Beginning in the early 1940s Motherwell lived and worked in Provincetown most summers until the end of his life. He would eventually settle into a house and studio right on the water there that he called the Sea Barn. After painting all day, he wrote, he would sometimes sit on the seaside steps behind the house, “hypnotized by the ever-changing tidal flats… I used to be struck by the beauty, the force and the grace, at high tide with a strong Southwest wind of the sea spray spurting up, sometimes taller than a man, above the seawall.”
Motherwell was fascinated not only by how the sea looked, but how it acted. In 1962, inspired by the forceful crash of the waves pounding against the sea wall behind his house, he began a series of oil paintings on paper called Beside the Sea. Each of the paintings in the Beside the Sea series employs a motif of one or more horizontal stripes of color – usually blue, black, ochre or green – that suggest the horizon line of the ocean meeting the shore. Above these horizontal bands there rises a fluidly arching splatter of paint, dashed across the paper much like a spray of water crashing against a sea wall.

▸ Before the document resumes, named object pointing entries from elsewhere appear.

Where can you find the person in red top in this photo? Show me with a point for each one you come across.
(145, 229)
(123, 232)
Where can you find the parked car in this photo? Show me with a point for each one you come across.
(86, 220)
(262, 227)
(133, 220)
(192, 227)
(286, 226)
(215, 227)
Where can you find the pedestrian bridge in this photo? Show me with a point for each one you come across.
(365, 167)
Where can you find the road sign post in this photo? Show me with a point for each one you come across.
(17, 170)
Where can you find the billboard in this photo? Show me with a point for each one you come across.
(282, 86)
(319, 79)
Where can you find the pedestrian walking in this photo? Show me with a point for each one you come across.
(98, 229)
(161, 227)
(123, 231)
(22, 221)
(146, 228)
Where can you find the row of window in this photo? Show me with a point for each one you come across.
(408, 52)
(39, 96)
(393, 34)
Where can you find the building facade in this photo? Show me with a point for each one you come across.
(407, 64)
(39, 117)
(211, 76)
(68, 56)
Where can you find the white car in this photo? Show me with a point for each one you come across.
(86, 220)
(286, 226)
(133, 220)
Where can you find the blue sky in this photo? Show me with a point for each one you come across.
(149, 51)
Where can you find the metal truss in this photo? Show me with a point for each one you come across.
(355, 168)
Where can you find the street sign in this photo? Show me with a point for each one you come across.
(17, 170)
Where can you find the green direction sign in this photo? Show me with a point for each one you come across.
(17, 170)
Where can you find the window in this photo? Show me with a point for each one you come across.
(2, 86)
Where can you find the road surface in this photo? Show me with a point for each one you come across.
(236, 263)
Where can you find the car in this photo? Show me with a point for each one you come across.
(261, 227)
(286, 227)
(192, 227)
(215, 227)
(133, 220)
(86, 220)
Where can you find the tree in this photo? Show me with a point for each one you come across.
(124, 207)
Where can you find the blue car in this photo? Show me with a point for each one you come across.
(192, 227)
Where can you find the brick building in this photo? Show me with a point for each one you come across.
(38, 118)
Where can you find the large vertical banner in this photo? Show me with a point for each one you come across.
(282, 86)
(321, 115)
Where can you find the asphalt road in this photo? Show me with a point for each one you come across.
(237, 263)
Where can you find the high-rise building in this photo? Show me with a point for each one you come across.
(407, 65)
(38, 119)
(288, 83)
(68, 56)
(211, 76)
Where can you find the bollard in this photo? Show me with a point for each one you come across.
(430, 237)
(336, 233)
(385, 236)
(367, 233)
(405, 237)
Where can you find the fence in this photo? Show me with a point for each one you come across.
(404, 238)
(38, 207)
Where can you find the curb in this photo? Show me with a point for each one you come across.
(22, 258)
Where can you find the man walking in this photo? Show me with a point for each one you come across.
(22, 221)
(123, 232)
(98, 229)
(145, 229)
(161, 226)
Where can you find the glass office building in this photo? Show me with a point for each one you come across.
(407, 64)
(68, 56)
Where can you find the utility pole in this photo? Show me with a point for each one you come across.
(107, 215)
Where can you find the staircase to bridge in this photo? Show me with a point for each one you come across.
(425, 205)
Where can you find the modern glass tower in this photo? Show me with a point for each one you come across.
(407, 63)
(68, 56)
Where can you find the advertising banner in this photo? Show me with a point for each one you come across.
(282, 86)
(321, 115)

The vigorous whip-like gestures Motherwell used to evoke the chaotic energy of sea spray became a kind of experiment in metaphoric verisimilitude. He was less interested in recreating the look of nature than in using the processes of nature to recreate its effects. “In the Beside the Sea series,” he later recalled, “I made the painted spray with such physical force that the strong rag paper split, and it was only when I found rag paper laminated with glue in five layers that the surface could take the full force of my shoulder, arm, hand, and brush without splitting. One might say that the true way to ‘imitate’ nature is to employ its own processes.”
The seaside environment inspired not only the Beside the Sea series but other works such as The Wild Duck, which Motherwell said was based on a glimpse of a wild duck “lifting itself from a blue sea.” The gray shape of the duck breaks the surface of the water, bursting into a pink sky that recalls the serene planes of his Open series.
A wonderful testament to the inventiveness and versatility with which Motherwell approached his wide range of visual motifs is evident in Summer Open with Mediterranean Blue, which is also featured in this exhibition. In this marvelously tranquil painting, the austerity of his Open series is adapted to evoke the calm expansiveness of the open sea.